Identitas Kru Pesawat yang Hilang Kontak Diketahui Berasal dari Sulawesi Utara
Seorang kru pesawat ATR-400 milik Indonesia Air Transport (IAT) yang dilaporkan hilang kontak di wilayah Kabupaten Maros, Sulawesi Selatan, diketahui memiliki latar belakang keturunan dari Sulawesi Utara. Nama kru tersebut adalah Florencia Lolita Wibisono, yang tercatat dalam daftar manifest penerbangan rute Jogjakarta–Makassar, pada hari Sabtu (17/1).
Florencia Lolita Wibisono memiliki garis keturunan Sulawesi Utara dari ibunya. Darah Tondano mengalir dalam dirinya, sehingga kabar kehilangan pesawat tersebut turut menyita perhatian masyarakat Sulawesi Utara. Kejadian ini menimbulkan kekhawatiran dan duka bagi keluarga serta kerabatnya.

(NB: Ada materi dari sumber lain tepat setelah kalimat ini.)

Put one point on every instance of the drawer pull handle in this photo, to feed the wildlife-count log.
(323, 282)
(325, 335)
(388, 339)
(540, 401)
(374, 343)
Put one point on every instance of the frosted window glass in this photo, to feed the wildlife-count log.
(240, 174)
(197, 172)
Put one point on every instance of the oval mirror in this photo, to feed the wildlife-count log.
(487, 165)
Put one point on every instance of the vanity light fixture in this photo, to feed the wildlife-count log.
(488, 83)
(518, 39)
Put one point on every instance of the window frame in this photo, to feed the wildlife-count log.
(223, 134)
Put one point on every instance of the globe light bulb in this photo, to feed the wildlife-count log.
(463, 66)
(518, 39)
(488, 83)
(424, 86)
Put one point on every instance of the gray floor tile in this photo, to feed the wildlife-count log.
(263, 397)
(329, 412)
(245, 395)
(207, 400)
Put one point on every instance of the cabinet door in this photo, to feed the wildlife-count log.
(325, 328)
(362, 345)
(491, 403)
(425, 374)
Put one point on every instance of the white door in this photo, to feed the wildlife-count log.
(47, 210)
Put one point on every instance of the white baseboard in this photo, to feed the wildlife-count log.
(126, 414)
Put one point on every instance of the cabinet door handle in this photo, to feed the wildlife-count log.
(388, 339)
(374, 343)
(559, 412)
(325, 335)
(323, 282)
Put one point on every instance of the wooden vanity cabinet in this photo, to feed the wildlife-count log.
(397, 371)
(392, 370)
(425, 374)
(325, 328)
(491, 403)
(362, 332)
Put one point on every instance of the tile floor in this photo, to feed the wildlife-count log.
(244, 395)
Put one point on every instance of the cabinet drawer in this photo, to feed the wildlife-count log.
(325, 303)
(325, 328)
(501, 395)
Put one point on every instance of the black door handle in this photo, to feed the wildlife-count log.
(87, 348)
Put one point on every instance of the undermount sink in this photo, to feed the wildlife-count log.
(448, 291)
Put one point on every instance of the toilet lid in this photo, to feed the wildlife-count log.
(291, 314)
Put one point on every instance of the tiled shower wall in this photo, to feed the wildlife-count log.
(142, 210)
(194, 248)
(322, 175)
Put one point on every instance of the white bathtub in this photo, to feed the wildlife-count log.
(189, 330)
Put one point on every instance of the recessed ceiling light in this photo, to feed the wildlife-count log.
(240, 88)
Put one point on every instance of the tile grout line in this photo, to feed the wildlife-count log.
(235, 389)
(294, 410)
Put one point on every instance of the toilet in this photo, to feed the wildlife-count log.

Pesawat ATR-400 yang dimaksud sebelumnya dilaporkan hilang kontak saat melintasi wilayah Kabupaten Maros. Hingga saat ini, pencarian terhadap pesawat masih berlangsung oleh tim SAR gabungan. Upaya pencarian ini melibatkan berbagai pihak, termasuk TNI, Polri, Basarnas, Damkar, dan juga mahasiswa serta potensi SAR lainnya.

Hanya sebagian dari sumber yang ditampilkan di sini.